Perfect amount of flare.
I know all of you lovely knitters must have done it at some stage in your knitting life. So I'm putting the call out - can you please tell me some felting stories to ease my pain…. Make them painful. Make them funny. I don't mind….
yours in solidarity and pain.
Felicia x
Taking photos as a habit.
I often get asked how I make so many things….. “especially with the three kids and the travel – I don’t know how you do it?” A while ago I wrote a blog post that describes many of the ways I fit in crafting time. But last week I read something that made me think that that blog post had missed something rather important. Yes - all those ways to fit in craft are totally true. For example I do craft on-the-go and make sure I have things dotted around the house. But I think there is a better way to sum up my productivity and that is – I have made craft a habit.
This year I have been trying to start running again. Since having my third kid (many years ago!) I haven't been exercising regularly and I really want to fix it. I try in spits and spurts but nothing really sticks. Then this week I came across this article in an old magazine about this idea called #runstreak. With #runstreak you commit to running a mile a day, every day, for as long as the streak lasts (some people do a year, some a month etc). No days off. Part of the idea is that by making a commitment to do the streak, you turn off the internal “should I, shouldn’t I, maybe today I will, or I won’t” rubbish that goes on when you have days off, and over time running becomes a habit. Now I know this internal dialogue is a barrier for me – I find excuses and make it hard when it doesn’t need to be. It is as simple as a. put on sneakers then b. walk out door.
I got to thinking that while at the moment running isn’t a habit, making and crafting totally is. I always pick some craft up on the way out the door along with my keys, wallet, mobile and camera. I pick up some craft when I have my mid-morning coffee or am watching a movie, or when I have completed a good run of housework. I always knit at school pickup, while the kid is at violin, while I am a passenger in the car. I always try to sew a few seams while they are in the bath.
Making habitually is littered throughout my life. Almost like breathing. I just do it, without thought. It really is just part of my everyday.
That is not to say that everything I make is like this. Obviously some things require thought and planning, time and space, but I always have projects underway that can be done without thought. Which is how the majority of my making happens.
Taking photos for me is now also the same; habitual. The camera is often in my hand as we travel, and I do it almost without thinking. Sometimes I consciously put it away in order to make sure I don’t take photos and am able to just be. And it is the same with my craft. If I want to be sure I don't pick it up then I need to put it away as the habit is so ingrained.
One of those times when the camera was put away on purpose.
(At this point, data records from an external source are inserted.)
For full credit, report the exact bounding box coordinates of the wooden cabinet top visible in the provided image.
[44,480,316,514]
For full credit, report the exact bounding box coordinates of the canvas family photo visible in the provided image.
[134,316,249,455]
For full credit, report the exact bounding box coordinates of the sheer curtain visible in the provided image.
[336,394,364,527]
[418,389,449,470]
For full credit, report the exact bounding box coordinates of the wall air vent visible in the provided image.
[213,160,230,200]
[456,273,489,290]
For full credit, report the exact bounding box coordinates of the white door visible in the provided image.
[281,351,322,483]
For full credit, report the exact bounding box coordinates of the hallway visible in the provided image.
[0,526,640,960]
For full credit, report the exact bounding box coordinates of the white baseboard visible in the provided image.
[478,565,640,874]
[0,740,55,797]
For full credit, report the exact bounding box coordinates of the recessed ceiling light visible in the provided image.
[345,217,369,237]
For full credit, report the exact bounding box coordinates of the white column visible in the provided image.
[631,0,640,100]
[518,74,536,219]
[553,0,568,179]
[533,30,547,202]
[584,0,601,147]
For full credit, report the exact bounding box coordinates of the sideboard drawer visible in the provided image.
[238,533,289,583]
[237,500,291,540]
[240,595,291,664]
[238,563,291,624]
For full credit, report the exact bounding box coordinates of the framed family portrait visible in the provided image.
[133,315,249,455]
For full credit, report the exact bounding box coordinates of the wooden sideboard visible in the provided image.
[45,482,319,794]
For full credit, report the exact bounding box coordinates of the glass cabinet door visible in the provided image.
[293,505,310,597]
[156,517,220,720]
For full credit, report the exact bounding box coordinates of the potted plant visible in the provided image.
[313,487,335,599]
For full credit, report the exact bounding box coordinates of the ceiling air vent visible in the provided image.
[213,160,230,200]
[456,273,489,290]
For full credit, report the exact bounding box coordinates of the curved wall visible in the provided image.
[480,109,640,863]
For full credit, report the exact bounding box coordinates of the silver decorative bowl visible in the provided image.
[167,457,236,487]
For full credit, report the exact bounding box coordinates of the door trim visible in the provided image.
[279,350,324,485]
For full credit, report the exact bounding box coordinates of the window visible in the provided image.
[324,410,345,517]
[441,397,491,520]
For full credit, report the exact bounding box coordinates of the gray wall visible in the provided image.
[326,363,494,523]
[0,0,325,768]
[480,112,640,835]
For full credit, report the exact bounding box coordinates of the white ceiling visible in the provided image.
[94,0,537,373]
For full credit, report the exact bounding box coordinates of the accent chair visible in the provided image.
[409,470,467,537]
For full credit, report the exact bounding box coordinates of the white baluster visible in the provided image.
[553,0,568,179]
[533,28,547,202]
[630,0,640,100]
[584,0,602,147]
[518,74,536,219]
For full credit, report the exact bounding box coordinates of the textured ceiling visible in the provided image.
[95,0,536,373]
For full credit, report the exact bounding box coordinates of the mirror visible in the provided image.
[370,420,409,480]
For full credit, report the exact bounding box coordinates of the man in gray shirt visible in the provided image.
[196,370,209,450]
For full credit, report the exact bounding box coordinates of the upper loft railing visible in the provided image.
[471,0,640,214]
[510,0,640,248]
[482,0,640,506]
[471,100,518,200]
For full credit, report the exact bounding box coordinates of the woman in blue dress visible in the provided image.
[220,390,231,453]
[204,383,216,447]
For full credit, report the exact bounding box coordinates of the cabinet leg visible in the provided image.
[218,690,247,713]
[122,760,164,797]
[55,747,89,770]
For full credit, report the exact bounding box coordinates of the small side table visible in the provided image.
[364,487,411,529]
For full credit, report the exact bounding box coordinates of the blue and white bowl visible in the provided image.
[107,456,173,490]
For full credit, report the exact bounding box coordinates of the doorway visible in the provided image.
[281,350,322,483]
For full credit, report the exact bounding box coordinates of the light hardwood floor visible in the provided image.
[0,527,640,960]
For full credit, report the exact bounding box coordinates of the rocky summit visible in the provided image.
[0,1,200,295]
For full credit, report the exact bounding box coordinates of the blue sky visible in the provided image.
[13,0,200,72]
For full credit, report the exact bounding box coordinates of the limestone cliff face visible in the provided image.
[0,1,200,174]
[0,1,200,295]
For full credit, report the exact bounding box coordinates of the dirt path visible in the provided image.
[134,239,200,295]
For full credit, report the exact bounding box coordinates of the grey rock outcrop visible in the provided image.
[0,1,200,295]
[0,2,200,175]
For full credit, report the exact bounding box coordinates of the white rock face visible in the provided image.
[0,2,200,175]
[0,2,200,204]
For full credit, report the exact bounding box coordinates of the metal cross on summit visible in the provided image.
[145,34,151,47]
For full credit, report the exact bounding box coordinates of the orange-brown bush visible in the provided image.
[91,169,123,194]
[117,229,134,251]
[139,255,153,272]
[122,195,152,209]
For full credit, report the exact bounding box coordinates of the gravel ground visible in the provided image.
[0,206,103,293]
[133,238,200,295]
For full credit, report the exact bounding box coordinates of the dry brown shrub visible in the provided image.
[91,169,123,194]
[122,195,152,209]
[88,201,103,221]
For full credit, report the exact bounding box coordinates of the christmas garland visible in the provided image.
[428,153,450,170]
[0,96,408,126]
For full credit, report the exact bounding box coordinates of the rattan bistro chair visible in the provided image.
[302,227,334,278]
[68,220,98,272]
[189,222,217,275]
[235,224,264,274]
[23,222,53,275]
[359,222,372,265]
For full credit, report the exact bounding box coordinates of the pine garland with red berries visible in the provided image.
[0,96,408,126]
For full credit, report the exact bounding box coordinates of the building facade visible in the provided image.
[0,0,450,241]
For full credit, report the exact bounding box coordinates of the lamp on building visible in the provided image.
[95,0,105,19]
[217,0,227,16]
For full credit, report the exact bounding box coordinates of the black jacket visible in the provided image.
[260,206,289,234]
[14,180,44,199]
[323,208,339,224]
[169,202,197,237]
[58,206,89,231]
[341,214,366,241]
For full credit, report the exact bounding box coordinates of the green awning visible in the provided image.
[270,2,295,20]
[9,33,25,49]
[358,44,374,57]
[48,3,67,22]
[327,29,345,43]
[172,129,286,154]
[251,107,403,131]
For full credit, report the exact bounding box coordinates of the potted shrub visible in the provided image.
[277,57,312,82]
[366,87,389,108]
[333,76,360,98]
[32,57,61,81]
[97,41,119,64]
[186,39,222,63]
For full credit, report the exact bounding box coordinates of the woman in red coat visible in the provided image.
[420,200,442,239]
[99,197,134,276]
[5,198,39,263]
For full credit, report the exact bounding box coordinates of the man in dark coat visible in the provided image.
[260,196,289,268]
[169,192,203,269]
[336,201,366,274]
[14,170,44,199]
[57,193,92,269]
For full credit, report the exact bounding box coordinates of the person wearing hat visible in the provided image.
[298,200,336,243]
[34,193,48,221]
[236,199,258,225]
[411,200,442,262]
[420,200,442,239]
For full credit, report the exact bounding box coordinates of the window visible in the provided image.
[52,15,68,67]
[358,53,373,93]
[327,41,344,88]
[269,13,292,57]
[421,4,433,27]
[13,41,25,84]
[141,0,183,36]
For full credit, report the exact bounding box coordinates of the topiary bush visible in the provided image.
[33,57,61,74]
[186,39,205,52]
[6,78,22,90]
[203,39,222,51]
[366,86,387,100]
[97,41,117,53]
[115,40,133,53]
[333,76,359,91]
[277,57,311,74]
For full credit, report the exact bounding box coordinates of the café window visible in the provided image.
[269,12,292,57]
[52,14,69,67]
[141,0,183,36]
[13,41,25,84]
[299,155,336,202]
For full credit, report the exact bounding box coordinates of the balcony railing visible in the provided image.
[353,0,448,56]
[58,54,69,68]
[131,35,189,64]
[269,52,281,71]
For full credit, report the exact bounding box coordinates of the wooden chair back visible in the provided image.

This photo was all I took when walking from Vernazza to Corniglia in the Cinque Terre.
I cast on the cowl in the photos for this exact purpose – to have something to make habitually. At the time everything else I was working on required thought. The cardigan was also made in the same way. Easy knitting to be done with my fingers and not with my head.
1. Start small
One of the articles I found while reading about #runstreak gave 29 ways to successfully ingrain a new habit. The jist of the article was that habits are hard to change and so you need to start small and only try to change one thing at a time. Start with just 5 minutes a day of your new activity. The idea is that the new habit would slowly become like having a shower or brushing your teeth.
2. Choose a trigger activity
Another suggestion from the article (when adapted to crafting rather than running) was that you should choose one thing that you want to be a trigger – tv, cartrips, school pickup. Just try to have a project ready for that activity each time you do it.
You will be surprised what you achieve by doing a single stitch here and there.
Is your crafting habitual or do you try to carve out crafting time? For many of you I am guessing that like me it is both?